Le concezioni classiche furono riprese e sottoposte a un attento vaglio critico nel Rinascimento, anche alla luce delle numerose informazioni che si andavano raccogliendo sulla fenomenologia del calore. Galileo condivideva la concezione democritea del c. e riteneva (Il Saggiatore, 1623) che negli oggetti che producono la sensazione di caldo fosse presente una moltitudine di corpicelli minimi (ignicoli, minimi ignei) animati da un veemente moto di agitazione, ma precisava che il freddo altro non era che una privazione di calore. F. Bacone nel Novum Organum (1620) inseriva, per illustrare come andasse applicato il metodo induttivo, un vero e proprio trattatello sul c. nel quale, basandosi sulla produzione del c. per attrito, concludeva che il c. è un moto di espansione, trattenuto e impedito, il quale opera per parti minime; per Cartesio (Principia philosophiae, 1644) ciò che nei corpi veniva chiamato c. era una piccola agitazione delle particelle dei corpi stessi; anche I. Newton (Opticks, 1704) affermò che il c. consiste in un movimento vibratorio delle parti dei corpi.

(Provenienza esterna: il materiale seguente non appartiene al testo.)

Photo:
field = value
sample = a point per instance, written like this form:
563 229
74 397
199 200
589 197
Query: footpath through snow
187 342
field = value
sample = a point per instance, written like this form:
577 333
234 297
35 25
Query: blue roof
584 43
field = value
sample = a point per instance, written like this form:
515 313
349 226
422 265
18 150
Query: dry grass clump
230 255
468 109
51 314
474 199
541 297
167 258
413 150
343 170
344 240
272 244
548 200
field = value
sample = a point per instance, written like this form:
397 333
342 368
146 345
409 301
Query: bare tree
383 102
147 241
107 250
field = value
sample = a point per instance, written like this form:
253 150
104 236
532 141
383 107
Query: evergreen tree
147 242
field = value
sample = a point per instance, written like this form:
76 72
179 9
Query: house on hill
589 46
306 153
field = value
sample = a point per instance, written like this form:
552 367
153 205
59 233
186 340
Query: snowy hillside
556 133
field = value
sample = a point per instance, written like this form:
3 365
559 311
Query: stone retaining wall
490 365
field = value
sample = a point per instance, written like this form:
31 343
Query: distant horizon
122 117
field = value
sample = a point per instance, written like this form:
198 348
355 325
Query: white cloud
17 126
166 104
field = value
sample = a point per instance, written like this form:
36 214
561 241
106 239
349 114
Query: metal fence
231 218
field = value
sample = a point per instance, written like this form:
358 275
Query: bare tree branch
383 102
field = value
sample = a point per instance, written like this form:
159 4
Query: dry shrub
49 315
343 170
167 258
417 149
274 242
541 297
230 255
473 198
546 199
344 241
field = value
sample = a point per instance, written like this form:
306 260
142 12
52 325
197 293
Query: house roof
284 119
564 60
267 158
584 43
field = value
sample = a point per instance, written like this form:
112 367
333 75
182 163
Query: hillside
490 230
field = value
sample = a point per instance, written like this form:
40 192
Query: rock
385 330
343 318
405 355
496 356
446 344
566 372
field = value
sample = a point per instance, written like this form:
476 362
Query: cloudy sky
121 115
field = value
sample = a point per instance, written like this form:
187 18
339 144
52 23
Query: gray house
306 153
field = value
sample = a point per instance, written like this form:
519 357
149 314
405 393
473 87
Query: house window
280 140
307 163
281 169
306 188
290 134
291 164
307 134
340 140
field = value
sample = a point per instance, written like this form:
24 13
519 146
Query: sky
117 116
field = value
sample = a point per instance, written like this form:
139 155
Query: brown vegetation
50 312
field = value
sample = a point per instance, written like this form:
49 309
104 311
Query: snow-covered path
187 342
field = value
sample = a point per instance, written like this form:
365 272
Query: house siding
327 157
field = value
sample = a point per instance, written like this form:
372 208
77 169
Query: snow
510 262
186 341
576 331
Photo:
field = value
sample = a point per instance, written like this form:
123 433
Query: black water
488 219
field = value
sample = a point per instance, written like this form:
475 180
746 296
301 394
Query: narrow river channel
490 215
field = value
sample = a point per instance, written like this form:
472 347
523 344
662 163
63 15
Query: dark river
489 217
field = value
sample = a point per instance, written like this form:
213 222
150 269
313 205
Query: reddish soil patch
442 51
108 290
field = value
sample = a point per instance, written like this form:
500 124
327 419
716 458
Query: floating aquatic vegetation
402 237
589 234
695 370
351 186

Tra i chimici prevale la concezione sostanzialistica che si riallaccia alla tradizione empedoclea-aristotelica. Un notevole influsso sulle teorie del c. fu esercitato dalle cosiddette teorie del flogisto che contengono implicazioni dirette sulla natura del c.; secondo la classica teoria di G.E. Stahl (1716). Il flogisto, principio non isolabile che si libera nei processi di combustione e nella calcinazione dei metalli, è non solo un ente adatto al movimento igneo ma proprio quello che vi sembra unicamente destinato, è cioè la vera materia del fuoco.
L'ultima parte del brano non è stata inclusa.